Global AI and Data Science

 View Only

Using IBM SPSS Linear Regression model to predict and analyze predictive relationships

By Yao Dong Liu posted Wed October 17, 2018 04:19 AM

  

Algorithm Introduction

The IBM SPSS linear regression model can be used to analyze the predictive relationship between a continuous target and one or more predictors (features or feature variables) which can be continuous or categorical. The SPSS Linear Engine (LE) covers:

  • Linear regression
  • Analysis of variance


Linear regression is a linear model, i.e. a model that assumes a linear relationship between the input variables (x) and the single output variable (y). More specifically, that y can be calculated from a linear combination of the input variables (x). The linear regression of a single target variable y and a design matrix X has the following formula:

        y=Xβ + ε

where ε follows a normal distribution with its mean = 0 and variance σ2D-1 (the covariance matrix).

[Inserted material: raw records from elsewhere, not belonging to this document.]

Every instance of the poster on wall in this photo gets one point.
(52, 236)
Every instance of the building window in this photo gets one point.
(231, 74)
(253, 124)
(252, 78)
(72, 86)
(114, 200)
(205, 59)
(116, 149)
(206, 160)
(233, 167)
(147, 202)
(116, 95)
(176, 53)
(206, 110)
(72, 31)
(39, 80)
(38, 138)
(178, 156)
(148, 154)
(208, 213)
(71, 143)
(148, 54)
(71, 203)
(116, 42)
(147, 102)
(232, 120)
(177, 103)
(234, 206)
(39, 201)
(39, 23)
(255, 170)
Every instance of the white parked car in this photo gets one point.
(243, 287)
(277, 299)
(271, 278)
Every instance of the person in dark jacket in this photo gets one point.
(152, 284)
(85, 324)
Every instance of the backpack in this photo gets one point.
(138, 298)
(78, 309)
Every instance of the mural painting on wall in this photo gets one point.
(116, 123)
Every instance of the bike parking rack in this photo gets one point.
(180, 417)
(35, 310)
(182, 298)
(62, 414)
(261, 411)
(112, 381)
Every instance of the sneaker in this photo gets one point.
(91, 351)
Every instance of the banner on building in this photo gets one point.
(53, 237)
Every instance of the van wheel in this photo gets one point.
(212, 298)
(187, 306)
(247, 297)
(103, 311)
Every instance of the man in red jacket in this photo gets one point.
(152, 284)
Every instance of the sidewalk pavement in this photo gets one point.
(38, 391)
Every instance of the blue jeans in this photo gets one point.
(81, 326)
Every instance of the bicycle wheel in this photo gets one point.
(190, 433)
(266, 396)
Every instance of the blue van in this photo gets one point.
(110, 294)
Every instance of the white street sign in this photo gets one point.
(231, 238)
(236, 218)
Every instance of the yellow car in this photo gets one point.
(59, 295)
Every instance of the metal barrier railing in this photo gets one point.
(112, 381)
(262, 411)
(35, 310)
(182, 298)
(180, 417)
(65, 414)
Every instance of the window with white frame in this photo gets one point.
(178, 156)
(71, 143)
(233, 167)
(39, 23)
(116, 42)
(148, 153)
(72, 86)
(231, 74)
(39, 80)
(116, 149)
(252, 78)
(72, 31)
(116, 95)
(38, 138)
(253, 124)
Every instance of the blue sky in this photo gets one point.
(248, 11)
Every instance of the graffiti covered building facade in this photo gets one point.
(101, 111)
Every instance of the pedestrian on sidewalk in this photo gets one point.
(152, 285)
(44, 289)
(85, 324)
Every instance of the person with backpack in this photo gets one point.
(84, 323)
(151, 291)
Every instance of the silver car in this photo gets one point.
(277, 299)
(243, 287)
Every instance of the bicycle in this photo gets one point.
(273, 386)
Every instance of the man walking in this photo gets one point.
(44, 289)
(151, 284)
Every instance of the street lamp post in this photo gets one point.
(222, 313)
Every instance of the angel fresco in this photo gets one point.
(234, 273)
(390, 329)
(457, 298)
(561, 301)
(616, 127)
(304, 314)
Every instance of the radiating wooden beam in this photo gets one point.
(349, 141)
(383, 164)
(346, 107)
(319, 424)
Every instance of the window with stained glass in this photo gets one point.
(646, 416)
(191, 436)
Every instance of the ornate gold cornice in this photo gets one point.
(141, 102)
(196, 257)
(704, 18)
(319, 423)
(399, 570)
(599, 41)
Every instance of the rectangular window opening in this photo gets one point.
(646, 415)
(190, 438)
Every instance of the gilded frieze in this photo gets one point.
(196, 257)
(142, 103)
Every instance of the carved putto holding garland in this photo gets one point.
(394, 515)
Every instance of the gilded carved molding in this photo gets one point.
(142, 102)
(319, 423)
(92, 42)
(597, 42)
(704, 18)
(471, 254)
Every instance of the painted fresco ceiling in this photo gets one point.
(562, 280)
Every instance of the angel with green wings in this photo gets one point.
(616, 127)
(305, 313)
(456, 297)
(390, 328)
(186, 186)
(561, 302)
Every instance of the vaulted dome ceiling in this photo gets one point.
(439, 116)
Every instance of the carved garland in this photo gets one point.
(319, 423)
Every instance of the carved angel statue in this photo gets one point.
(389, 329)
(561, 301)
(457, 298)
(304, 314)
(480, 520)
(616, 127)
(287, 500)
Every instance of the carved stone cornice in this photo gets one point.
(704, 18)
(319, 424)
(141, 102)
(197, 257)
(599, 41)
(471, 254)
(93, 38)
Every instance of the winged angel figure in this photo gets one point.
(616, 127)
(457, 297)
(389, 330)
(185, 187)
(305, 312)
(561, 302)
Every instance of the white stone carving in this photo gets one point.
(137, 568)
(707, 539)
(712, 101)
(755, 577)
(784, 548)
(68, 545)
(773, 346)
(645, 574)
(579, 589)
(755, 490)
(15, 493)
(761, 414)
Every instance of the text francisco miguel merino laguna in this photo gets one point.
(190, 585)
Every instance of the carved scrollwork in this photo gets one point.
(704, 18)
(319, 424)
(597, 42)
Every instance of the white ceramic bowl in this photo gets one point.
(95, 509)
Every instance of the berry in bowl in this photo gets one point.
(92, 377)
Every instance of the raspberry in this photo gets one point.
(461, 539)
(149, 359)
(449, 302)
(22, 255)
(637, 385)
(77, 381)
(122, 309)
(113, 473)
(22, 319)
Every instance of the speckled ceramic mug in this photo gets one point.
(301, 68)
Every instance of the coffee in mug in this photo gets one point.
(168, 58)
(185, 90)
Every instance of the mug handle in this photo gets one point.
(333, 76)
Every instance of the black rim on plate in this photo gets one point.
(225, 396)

When there is a single input variable (predictor), the method is simple linear regression. When there are multiple input variables (predictors), the method is multiple linear regression. The following model selection methods are supported (by default we use forwardStepwise).

  • bestSubsets
  • forwardStepwise
  • lasso
  • ridge
  • elasticNet


Linear regression models are relatively simple and give an easily interpreted mathematical formula for generating predictions. Linear models are also typically very fast to train. The IBM SPSS LE can be used for regression analysis, including the following:

  • Automatically detects interaction terms
  • Executes model selection and the regularization process
  • Performs model diagnostics and generates valuable insights


IBM SPSS LE cannot be used for classification analysis.

SPSS LE Features

The IBM SPSS LE model supports features including the following:

automatic interaction effect detection, forward stepwise model selection, diagnostic checking, and unusual category detection based on Estimated Marginal Means (EMMEANS), etc.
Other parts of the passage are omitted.